E1441. Impact of Artificial Intelligence on United States Medical Students’ Choice of Radiology
  1. Kristen Reeder; Frank H. Netter MD School of Medicine at Quinnipiac University
  2. Hwan Lee; University of Pennsylvania Perelman School of Medicine Department of Radiology
Emerging use of artificial intelligence (AI) in radiology has been accompanied by concerns about job replacements. We aimed to examine United States (US) medical students’ opinions on the use of AI in radiology, factors influencing these opinions, and the impact on application to radiology residency.

Materials and Methods:
463 medical students across 32 US medical schools participated in an anonymous online survey to measure the following: impact of AI on choice of radiology, opinion on role of AI in radiology, prior exposure to radiology, and prior exposure to AI.
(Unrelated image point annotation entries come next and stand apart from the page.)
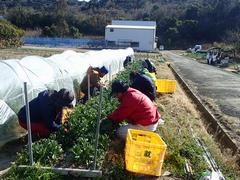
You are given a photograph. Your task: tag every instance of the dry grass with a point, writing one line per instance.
(181, 116)
(18, 53)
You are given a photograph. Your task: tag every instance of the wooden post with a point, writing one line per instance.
(28, 125)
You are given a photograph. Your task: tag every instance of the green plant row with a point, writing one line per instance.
(73, 145)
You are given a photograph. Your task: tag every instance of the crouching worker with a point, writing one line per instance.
(95, 77)
(144, 84)
(135, 107)
(46, 111)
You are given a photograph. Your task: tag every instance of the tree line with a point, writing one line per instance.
(180, 23)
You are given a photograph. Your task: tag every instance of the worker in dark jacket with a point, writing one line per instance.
(149, 65)
(45, 111)
(144, 84)
(95, 76)
(135, 107)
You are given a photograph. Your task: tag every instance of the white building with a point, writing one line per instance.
(140, 35)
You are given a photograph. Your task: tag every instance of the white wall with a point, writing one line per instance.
(133, 23)
(145, 37)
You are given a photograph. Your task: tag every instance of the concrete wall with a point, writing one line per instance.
(145, 37)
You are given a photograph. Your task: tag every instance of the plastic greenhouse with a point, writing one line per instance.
(55, 72)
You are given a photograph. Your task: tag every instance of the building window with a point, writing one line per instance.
(134, 44)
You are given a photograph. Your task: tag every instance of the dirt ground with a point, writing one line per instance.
(219, 90)
(178, 111)
(24, 51)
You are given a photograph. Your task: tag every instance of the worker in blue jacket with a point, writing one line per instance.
(144, 84)
(45, 111)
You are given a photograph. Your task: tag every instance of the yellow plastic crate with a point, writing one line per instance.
(165, 85)
(144, 152)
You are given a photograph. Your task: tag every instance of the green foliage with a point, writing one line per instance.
(179, 23)
(83, 151)
(45, 152)
(31, 174)
(9, 35)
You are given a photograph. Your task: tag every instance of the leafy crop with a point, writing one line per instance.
(77, 139)
(45, 152)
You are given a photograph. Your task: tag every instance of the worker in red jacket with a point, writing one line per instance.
(135, 107)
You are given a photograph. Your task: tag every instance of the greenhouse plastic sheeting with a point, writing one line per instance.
(54, 72)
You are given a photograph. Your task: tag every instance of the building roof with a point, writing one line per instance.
(133, 23)
(130, 27)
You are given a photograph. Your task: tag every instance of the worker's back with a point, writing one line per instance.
(144, 84)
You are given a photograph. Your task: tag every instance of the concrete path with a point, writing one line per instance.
(218, 89)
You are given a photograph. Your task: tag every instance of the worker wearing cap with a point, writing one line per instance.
(144, 84)
(135, 107)
(95, 76)
(45, 111)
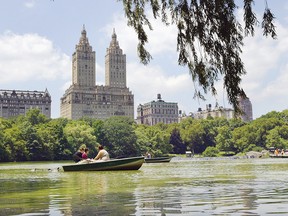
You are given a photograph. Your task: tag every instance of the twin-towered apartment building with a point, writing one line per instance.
(85, 98)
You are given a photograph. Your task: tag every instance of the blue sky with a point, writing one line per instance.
(38, 37)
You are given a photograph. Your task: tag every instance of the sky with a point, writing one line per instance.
(38, 38)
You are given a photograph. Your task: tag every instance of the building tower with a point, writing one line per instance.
(154, 112)
(115, 64)
(84, 97)
(246, 107)
(83, 63)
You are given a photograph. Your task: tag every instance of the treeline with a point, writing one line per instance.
(36, 138)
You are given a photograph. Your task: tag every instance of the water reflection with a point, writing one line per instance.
(181, 187)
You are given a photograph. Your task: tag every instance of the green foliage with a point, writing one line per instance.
(210, 151)
(120, 136)
(22, 139)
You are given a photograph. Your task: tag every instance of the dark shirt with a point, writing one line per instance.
(77, 156)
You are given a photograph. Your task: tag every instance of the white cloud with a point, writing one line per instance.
(31, 57)
(30, 3)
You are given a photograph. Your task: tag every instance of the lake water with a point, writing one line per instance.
(185, 186)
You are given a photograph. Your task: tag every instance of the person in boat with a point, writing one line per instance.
(85, 158)
(102, 154)
(78, 155)
(276, 152)
(148, 155)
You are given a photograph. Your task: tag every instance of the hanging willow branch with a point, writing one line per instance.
(210, 24)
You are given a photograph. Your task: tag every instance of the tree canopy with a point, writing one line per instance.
(209, 39)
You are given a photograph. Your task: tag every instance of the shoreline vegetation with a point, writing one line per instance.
(36, 138)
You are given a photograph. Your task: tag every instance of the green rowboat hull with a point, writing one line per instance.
(158, 160)
(132, 163)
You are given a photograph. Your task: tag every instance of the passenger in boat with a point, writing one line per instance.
(148, 155)
(276, 152)
(85, 153)
(102, 154)
(78, 155)
(85, 158)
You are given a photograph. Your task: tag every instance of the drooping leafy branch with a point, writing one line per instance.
(209, 39)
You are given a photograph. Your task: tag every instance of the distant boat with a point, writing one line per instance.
(278, 156)
(158, 160)
(132, 163)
AI significantly lowered students’ preference for ranking radiology (P<0.001). One-sixth of students who would have chosen radiology as the first choice did not do so because of AI, and one-third of those who chose radiology as the first choice were still concerned about AI. Among the 188 students who considered radiology as one of their top three specialty choices, ranking radiology lower due to AI was associated with greater subjective concerns about AI (P<0.001), less perceived understanding of radiology (P=0.016), and predicting a decrease in job opportunities due to AI (P<0.001), but not with preference for diagnostic vs. interventional radiology (P=0.996). The level of concern towards considering radiology as a specialty due to AI was significantly increased by discussion with other medical students (P=0.003). Education on AI during clinical radiology rotations was considered the most beneficial way to learn about AI, regardless of students’ preference for radiology.

Educational means to address medical students’ concern about AI will help attract the future radiology workforce to meet the increasing demand for medical imaging.